Met het oog op de vereenvoudiging en de verduidelijking van de jaarlijkse besluiten inzake TAC en quota, worden de vangstmogelijkheden in de Oostzee sinds 2006 bij een afzonderlijke verordening vastgesteld.

Deze visserijactiviteiten moeten op 1 januari 2013 worden opengesteld.

Conform artikel 43, lid 3, van het Verdrag van Lissabon dient de Raad in het kader van het gemeenschappelijk visserijbeleid de maatregelen voor de vaststelling en verdeling van de vangst- mogelijkheden vast te stellen. De deelname van het Europees Parlement en het advies van het Europees Economisch en Sociaal Comité zijn derhalve niet vereist voor deze soorten.

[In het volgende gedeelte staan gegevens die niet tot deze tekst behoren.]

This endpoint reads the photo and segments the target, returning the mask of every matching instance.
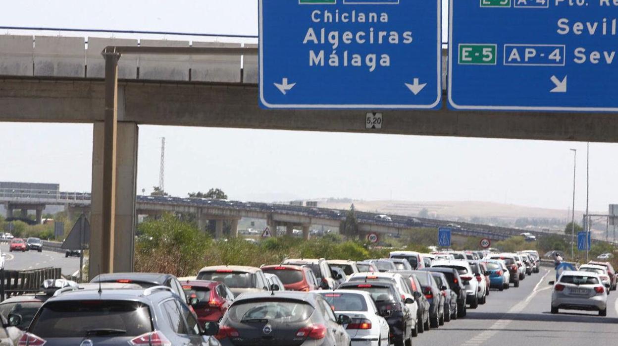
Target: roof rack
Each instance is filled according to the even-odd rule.
[[[154,293],[156,291],[169,291],[170,292],[174,293],[174,291],[171,288],[167,286],[153,286],[152,287],[148,287],[144,290],[144,293],[142,293],[143,296],[149,296]]]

1 Verordening (EG) nr. 1098/2007, PB L 248 van 22.9.2007, blz. 1.

(10)

Hervorming van het gemeenschappelijk visserijbeleid (GVB) - Europees Fonds voor Maritieme Zaken en Visserij

De Raad heeft overeenstemming bereikt over een partiële algemene oriëntatie ten aanzien van een verordening inzake het Europees Fonds voor Maritieme Zaken en Visserij (EFMZV), dat in de plaats komt van het bestaande Europees Visserijfonds (17870/11).

Deze overeenstemming over het EFMZV biedt ondersteuning voor de belangrijkste elementen van de twee verordeningsvoorstellen inzake de hervorming van het gemeenschappelijk visserijbeleid (GVB), waarover de Raad in juni van dit jaar een algemene oriëntatie is overeengekomen

(10415/12; 11322/12; 11366/12):

• voorstel voor een verordening inzake het GVB (12514/11) die de basisbepalingen van het GVB vervangt;

• voorstel voor een verordening houdende een gemeenschappelijke marktordening (GMO) voor visserij- en aquacultuurproducten (12516/11), die speciaal gericht is op vraagstukken inzake het marktbeleid.

Met de overeenstemming over het EFMZV wordt onderkend dat de financiering van aquacultuur in de zee en de binnenwateren moet worden versterkt. Tevens wordt aldus steun verleend voor een betere selectiviteit, innovatie, controle en gegevensverzameling.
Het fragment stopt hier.